Perhaps you’ve used one before: everyone puts their hands forward and touches it. You ask a question. And, all by itself, the cursor starts moving, spelling out an answer, letter by letter.
Spooky! You feel a presence. There’s some other intelligence there. You can feel it. Some consciousness, ready to answer your questions…
But of course that’s just an illusion. Everyone touching it is subtly nudging it based on their own fears and desires. The board is merely summing each individual’s nudge to produce a kind of average subconscious response.
I’m, of course, here describing a Large Language Model, spelling out its answers token by token, a statistical average of the crowd whose hands are also there: the illusion only working so long as that labor remains unacknowledged, unrecognized.
When the Ouija board was introduced to the salons of the late 19th century Americans, radio was beginning to spread across the country. For the first time, the voices of famous men from beyond the horizon could be heard in your own living room through a simple contraption. Spiritualism was spreading and it seemed reasonable that someone would eventually build a similar contraption to communicate with the dead as easily as one could send a telegram to a loved one abroad (an equally unimaginable distance in those days). The technology was, in fact, thought inevitable.
Women were long thought more in touch with the spirit realm and were particularly drawn to the technology.
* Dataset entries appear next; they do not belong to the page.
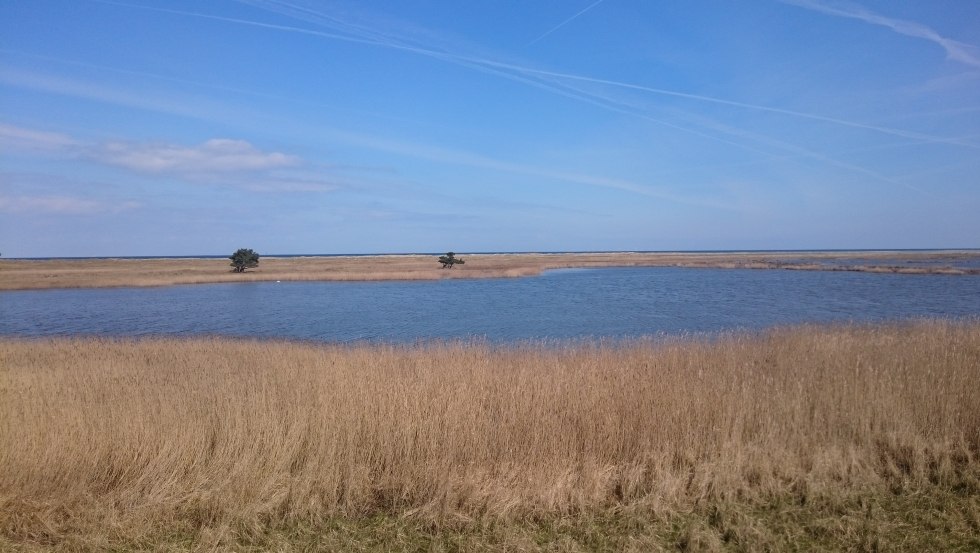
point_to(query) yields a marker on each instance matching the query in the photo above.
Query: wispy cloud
(61, 205)
(955, 50)
(210, 161)
(553, 81)
(219, 155)
(567, 21)
(19, 138)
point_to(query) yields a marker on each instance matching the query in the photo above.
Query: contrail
(471, 62)
(563, 23)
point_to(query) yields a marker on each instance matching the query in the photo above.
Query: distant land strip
(37, 274)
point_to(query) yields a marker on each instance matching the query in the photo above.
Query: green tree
(243, 259)
(449, 260)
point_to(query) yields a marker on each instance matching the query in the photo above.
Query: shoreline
(41, 274)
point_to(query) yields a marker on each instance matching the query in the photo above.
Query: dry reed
(104, 440)
(24, 274)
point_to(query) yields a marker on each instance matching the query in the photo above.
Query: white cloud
(61, 205)
(219, 155)
(19, 138)
(955, 50)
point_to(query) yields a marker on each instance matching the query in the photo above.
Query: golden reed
(118, 437)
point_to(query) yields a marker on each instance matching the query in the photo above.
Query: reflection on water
(559, 305)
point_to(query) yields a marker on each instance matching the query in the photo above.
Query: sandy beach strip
(36, 274)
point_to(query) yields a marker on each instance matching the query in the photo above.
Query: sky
(153, 127)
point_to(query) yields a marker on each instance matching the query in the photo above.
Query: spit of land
(31, 274)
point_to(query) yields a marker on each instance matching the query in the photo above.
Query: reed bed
(210, 443)
(28, 274)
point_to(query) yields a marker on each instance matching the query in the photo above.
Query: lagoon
(558, 305)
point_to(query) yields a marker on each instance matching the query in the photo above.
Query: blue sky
(152, 127)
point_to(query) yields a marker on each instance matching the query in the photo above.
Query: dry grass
(852, 438)
(90, 273)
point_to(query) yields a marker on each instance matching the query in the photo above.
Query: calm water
(560, 304)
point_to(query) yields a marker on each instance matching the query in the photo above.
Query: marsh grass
(855, 437)
(20, 274)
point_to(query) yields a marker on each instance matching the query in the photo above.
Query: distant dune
(19, 274)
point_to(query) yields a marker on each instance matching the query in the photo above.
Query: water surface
(564, 304)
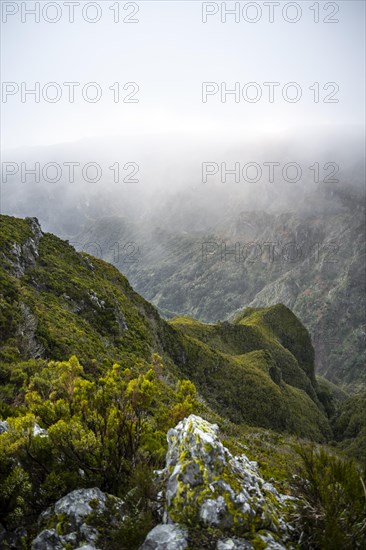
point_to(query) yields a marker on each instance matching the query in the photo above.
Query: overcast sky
(169, 53)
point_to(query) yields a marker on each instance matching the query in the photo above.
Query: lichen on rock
(68, 523)
(206, 485)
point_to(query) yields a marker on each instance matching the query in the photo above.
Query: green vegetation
(332, 501)
(86, 358)
(98, 433)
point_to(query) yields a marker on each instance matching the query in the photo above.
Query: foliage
(98, 432)
(333, 501)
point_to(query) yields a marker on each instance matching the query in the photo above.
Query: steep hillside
(58, 303)
(100, 444)
(313, 263)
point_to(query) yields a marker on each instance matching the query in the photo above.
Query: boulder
(166, 537)
(70, 520)
(205, 485)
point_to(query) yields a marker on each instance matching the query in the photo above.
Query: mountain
(93, 380)
(312, 263)
(58, 303)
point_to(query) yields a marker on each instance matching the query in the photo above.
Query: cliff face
(59, 303)
(82, 440)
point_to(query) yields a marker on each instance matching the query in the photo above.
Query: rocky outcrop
(204, 484)
(69, 523)
(26, 255)
(166, 537)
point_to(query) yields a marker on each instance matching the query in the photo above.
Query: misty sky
(169, 53)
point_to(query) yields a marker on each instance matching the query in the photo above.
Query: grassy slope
(257, 370)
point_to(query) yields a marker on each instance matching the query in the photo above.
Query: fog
(182, 184)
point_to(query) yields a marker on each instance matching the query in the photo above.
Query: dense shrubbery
(98, 433)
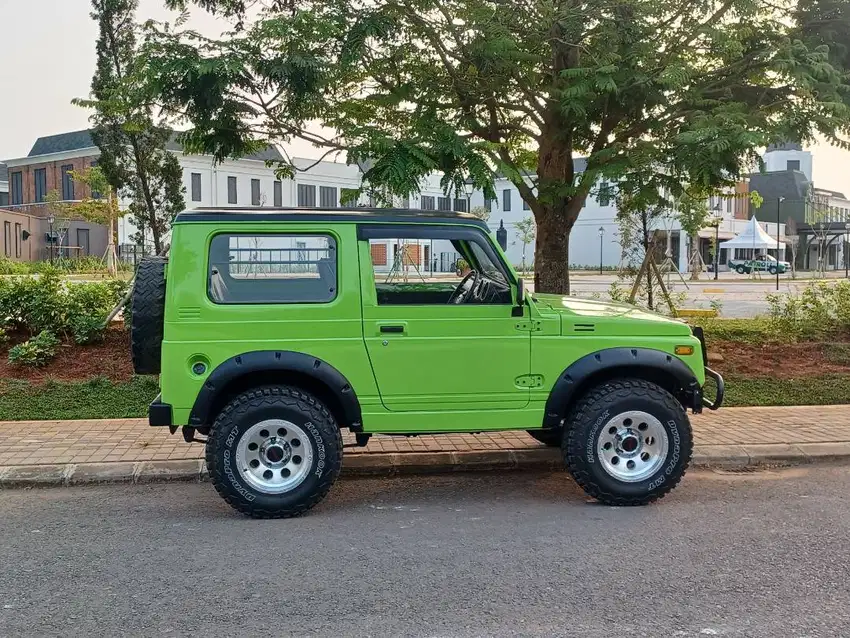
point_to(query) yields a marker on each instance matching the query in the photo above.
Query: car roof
(342, 215)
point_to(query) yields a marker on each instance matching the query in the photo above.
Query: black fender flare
(640, 362)
(278, 362)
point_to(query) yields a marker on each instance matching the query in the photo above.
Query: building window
(94, 194)
(40, 180)
(196, 187)
(17, 188)
(67, 182)
(307, 195)
(272, 269)
(327, 197)
(506, 199)
(232, 197)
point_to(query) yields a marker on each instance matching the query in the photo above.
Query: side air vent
(188, 313)
(584, 327)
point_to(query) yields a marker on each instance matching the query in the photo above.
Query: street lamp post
(467, 186)
(778, 207)
(601, 234)
(846, 252)
(50, 220)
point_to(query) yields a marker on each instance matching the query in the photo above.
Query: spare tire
(148, 315)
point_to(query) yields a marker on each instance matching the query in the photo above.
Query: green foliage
(133, 155)
(36, 352)
(46, 302)
(87, 329)
(88, 264)
(664, 92)
(828, 389)
(96, 398)
(821, 310)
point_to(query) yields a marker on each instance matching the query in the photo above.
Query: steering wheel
(466, 285)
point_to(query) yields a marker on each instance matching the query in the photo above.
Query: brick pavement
(27, 443)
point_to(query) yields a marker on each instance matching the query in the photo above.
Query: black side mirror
(520, 299)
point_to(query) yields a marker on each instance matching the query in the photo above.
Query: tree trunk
(551, 252)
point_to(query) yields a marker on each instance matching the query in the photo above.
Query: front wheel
(629, 442)
(274, 452)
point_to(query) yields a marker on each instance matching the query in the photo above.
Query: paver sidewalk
(737, 436)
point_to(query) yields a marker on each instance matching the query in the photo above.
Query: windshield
(487, 266)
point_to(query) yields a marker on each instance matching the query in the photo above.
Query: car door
(428, 354)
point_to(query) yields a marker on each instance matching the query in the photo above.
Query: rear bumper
(721, 390)
(159, 413)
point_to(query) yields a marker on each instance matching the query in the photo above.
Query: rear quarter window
(272, 269)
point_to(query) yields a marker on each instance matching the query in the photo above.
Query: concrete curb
(729, 457)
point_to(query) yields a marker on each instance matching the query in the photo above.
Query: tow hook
(189, 435)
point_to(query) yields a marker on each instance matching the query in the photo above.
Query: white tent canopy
(753, 236)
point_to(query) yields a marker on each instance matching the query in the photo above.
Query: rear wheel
(274, 452)
(629, 442)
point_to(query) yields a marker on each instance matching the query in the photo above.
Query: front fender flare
(635, 361)
(277, 361)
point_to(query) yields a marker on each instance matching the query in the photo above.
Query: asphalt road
(520, 554)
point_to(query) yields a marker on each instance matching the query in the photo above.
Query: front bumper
(159, 413)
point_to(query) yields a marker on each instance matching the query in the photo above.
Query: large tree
(133, 154)
(679, 91)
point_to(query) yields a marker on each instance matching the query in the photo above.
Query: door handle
(396, 329)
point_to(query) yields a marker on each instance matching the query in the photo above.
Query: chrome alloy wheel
(632, 446)
(274, 456)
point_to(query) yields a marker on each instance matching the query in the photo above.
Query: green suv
(274, 331)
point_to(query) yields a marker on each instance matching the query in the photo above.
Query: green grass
(828, 389)
(94, 399)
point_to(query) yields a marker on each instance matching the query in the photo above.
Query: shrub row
(49, 308)
(87, 264)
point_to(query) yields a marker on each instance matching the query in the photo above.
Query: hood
(616, 318)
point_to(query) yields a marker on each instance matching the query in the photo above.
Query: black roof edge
(346, 215)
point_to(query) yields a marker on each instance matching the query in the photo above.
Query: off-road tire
(551, 437)
(274, 402)
(148, 315)
(594, 411)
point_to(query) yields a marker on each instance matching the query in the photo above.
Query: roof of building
(833, 193)
(792, 185)
(785, 146)
(78, 140)
(349, 215)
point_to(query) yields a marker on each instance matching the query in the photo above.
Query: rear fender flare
(622, 363)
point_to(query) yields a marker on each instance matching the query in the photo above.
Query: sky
(48, 52)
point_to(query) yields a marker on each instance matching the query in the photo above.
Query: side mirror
(520, 299)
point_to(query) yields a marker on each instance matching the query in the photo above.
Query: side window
(428, 271)
(272, 269)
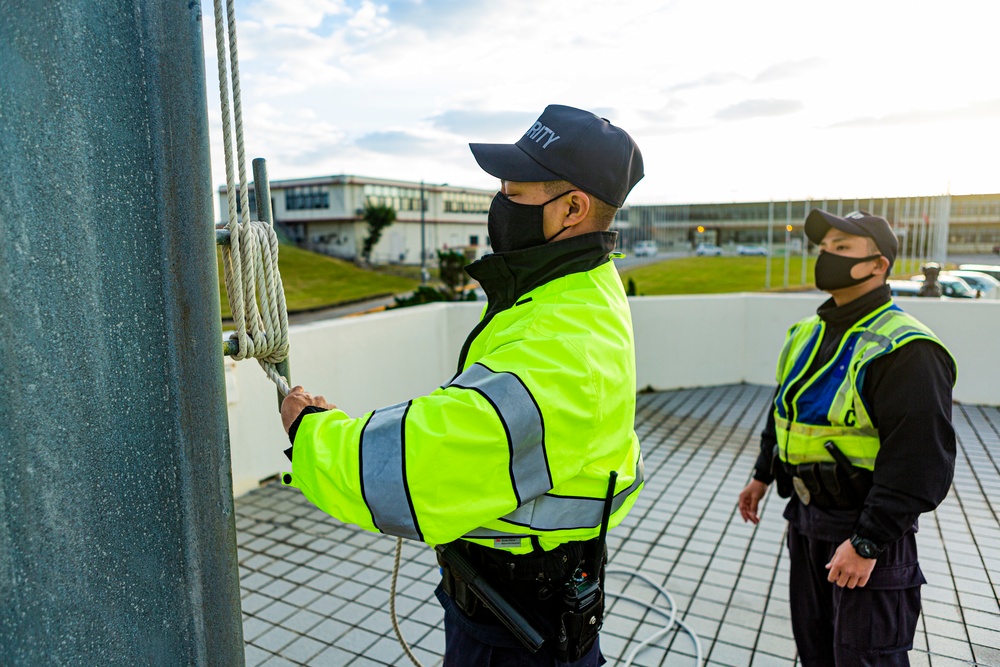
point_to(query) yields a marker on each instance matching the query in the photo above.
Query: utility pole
(788, 237)
(423, 237)
(770, 244)
(117, 533)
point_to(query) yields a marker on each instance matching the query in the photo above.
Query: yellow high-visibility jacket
(829, 406)
(521, 441)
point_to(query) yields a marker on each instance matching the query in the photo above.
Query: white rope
(392, 605)
(250, 261)
(671, 616)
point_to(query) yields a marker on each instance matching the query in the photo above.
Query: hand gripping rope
(250, 247)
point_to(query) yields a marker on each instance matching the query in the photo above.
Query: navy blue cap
(567, 144)
(858, 223)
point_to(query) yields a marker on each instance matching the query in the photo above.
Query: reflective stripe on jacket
(520, 443)
(829, 405)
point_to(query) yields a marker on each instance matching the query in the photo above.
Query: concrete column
(117, 536)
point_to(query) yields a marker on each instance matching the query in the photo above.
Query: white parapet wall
(362, 363)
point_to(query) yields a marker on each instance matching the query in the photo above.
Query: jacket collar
(846, 315)
(507, 276)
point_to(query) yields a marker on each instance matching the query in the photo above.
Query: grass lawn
(315, 281)
(711, 275)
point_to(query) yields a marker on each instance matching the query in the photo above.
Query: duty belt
(837, 485)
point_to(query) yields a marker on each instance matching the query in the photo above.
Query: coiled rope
(250, 261)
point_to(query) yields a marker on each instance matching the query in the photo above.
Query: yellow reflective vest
(521, 441)
(829, 406)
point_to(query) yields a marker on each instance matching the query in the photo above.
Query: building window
(306, 198)
(466, 202)
(399, 199)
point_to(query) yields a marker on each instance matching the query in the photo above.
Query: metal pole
(788, 237)
(770, 244)
(423, 238)
(909, 236)
(117, 533)
(805, 241)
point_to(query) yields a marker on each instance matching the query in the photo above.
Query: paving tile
(315, 591)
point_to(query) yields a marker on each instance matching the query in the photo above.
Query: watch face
(865, 548)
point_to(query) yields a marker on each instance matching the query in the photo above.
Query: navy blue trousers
(859, 627)
(471, 644)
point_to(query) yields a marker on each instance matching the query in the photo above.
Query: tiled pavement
(316, 592)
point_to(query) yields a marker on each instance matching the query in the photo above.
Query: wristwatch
(865, 547)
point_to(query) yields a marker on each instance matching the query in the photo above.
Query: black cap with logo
(858, 223)
(572, 145)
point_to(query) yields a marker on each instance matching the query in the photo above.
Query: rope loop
(250, 261)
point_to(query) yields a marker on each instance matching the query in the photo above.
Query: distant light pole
(788, 241)
(770, 244)
(423, 237)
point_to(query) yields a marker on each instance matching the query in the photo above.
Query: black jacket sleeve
(908, 394)
(763, 470)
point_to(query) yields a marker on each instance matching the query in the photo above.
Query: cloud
(441, 16)
(748, 109)
(396, 142)
(369, 20)
(710, 79)
(787, 70)
(489, 124)
(988, 109)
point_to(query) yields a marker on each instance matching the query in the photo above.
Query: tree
(451, 264)
(378, 217)
(455, 279)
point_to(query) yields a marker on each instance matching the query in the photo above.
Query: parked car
(988, 269)
(646, 249)
(754, 250)
(951, 286)
(705, 249)
(987, 286)
(904, 287)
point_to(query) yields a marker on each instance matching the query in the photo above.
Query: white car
(951, 286)
(754, 250)
(904, 287)
(987, 286)
(988, 269)
(705, 249)
(646, 249)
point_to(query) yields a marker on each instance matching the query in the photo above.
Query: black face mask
(514, 226)
(834, 271)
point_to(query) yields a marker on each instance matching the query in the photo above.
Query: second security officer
(861, 439)
(511, 463)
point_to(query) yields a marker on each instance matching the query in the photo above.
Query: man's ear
(578, 208)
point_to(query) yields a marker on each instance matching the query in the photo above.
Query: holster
(571, 609)
(458, 591)
(828, 486)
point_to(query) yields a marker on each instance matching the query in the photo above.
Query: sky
(728, 100)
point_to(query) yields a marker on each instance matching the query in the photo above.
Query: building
(927, 227)
(325, 214)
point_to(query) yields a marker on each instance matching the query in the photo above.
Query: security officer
(510, 461)
(861, 439)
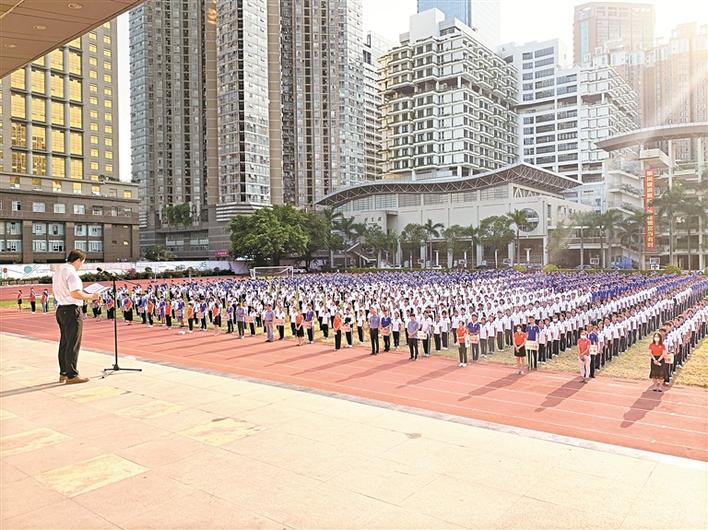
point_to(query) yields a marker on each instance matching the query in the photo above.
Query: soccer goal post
(272, 272)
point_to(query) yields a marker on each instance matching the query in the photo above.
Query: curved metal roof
(655, 134)
(521, 173)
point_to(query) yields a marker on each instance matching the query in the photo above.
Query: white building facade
(563, 112)
(448, 103)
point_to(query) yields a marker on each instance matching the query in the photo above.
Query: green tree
(453, 236)
(331, 217)
(668, 206)
(520, 220)
(496, 233)
(269, 234)
(411, 238)
(375, 239)
(158, 253)
(694, 210)
(345, 226)
(472, 233)
(611, 220)
(432, 231)
(583, 221)
(318, 232)
(631, 232)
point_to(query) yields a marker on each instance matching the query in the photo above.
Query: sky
(521, 21)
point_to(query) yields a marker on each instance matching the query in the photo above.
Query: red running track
(606, 410)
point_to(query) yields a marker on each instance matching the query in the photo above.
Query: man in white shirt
(68, 291)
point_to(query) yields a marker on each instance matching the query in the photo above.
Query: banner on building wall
(24, 271)
(649, 195)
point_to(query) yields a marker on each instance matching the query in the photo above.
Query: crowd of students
(536, 316)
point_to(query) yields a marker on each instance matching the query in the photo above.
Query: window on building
(74, 62)
(58, 141)
(14, 245)
(39, 164)
(59, 166)
(17, 79)
(39, 138)
(95, 246)
(75, 117)
(39, 245)
(18, 134)
(39, 78)
(19, 162)
(75, 89)
(76, 142)
(77, 169)
(57, 113)
(39, 108)
(56, 59)
(56, 245)
(18, 106)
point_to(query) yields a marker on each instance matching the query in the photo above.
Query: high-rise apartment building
(598, 23)
(242, 86)
(669, 79)
(322, 81)
(480, 15)
(564, 111)
(59, 156)
(240, 104)
(60, 113)
(374, 47)
(448, 102)
(675, 87)
(173, 122)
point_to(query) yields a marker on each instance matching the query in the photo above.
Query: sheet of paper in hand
(96, 288)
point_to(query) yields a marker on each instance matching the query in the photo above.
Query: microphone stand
(116, 368)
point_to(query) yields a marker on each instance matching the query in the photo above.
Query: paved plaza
(183, 448)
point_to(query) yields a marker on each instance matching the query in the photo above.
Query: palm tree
(611, 219)
(473, 234)
(631, 226)
(583, 220)
(695, 213)
(496, 232)
(452, 235)
(331, 216)
(432, 230)
(520, 220)
(411, 238)
(668, 205)
(345, 226)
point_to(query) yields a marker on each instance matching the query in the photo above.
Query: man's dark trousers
(71, 325)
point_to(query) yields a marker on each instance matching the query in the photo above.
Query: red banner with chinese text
(649, 195)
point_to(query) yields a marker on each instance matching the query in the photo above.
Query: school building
(42, 218)
(465, 201)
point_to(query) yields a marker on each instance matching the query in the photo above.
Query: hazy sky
(521, 21)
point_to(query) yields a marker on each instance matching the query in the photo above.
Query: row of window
(51, 245)
(79, 209)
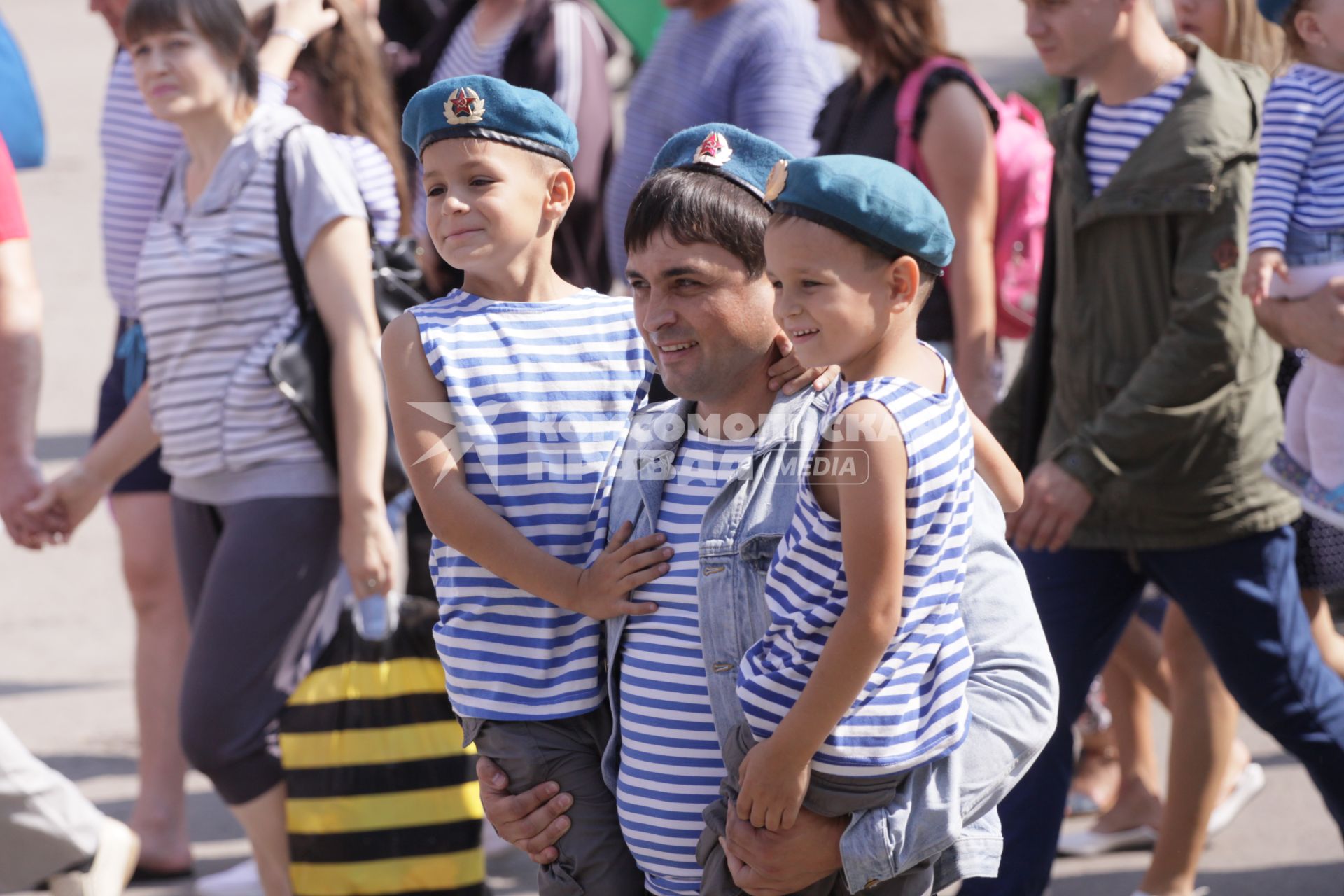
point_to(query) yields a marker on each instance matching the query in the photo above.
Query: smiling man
(711, 473)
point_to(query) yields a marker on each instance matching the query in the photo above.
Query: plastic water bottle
(375, 617)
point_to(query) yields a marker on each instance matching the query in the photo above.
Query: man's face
(113, 11)
(1074, 36)
(707, 323)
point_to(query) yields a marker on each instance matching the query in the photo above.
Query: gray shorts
(828, 796)
(594, 859)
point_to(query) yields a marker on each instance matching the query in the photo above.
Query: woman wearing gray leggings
(262, 522)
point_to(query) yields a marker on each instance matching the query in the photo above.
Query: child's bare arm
(873, 530)
(430, 450)
(996, 468)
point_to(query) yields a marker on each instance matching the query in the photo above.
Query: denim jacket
(945, 811)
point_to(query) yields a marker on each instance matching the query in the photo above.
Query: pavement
(65, 620)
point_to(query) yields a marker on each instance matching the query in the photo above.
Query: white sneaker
(241, 880)
(1250, 782)
(1094, 843)
(112, 867)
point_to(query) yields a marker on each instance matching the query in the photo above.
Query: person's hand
(533, 821)
(768, 862)
(1260, 272)
(604, 589)
(790, 375)
(772, 786)
(400, 58)
(369, 550)
(309, 18)
(1315, 323)
(20, 481)
(65, 503)
(1053, 508)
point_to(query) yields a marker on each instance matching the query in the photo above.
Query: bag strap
(293, 265)
(907, 108)
(1040, 352)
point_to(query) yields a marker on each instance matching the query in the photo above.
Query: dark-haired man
(696, 266)
(1145, 451)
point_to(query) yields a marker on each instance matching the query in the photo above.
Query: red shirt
(13, 222)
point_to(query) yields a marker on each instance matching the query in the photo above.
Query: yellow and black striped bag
(382, 797)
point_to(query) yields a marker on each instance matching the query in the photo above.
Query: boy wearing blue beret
(508, 398)
(860, 675)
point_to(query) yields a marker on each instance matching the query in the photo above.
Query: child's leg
(594, 860)
(1324, 413)
(827, 796)
(1294, 415)
(717, 879)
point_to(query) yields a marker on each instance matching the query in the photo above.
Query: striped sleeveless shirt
(913, 710)
(542, 394)
(671, 760)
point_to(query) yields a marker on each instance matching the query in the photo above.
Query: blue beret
(723, 149)
(872, 200)
(1275, 10)
(489, 109)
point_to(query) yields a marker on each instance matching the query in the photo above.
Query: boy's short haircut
(699, 207)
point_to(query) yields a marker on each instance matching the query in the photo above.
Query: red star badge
(714, 150)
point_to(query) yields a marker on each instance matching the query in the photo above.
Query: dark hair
(358, 93)
(219, 22)
(694, 206)
(894, 35)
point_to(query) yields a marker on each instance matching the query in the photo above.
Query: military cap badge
(714, 150)
(464, 106)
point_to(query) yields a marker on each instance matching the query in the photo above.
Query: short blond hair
(1253, 38)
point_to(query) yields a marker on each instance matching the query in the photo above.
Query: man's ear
(559, 192)
(904, 282)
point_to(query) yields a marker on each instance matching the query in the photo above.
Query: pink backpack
(1026, 160)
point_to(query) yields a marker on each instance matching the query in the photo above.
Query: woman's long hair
(356, 90)
(1252, 38)
(894, 36)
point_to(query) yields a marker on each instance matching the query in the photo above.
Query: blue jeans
(1242, 599)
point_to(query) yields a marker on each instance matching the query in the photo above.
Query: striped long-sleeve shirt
(757, 65)
(1116, 132)
(1300, 179)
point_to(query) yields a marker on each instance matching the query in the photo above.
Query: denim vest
(945, 813)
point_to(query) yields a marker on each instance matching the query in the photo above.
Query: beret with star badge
(722, 149)
(489, 109)
(870, 200)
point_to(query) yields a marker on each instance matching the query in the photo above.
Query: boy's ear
(904, 282)
(559, 192)
(1308, 29)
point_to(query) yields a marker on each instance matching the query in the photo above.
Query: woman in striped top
(261, 520)
(340, 85)
(860, 676)
(1297, 237)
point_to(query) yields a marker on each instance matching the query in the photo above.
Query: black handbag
(302, 365)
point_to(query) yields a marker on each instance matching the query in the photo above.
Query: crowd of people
(755, 638)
Many soon found that famous dead people would espouse women’s suffrage when asked. Reports of famous, dead, White men supporting women’s rights soon spread and gave some credibility and momentum to the Women’s movement.
I’m not suggesting, of course, that LLMs will give the disenfranchised a voice. It seems that their introduction is merely going to drown out the disenfranchised in floods of propaganda.
So, I guess I’m not talking about Large Language Models at all, but history itself: that continuous, moving average subconscious, pushed forward by everyone’s—yes, even your—hand.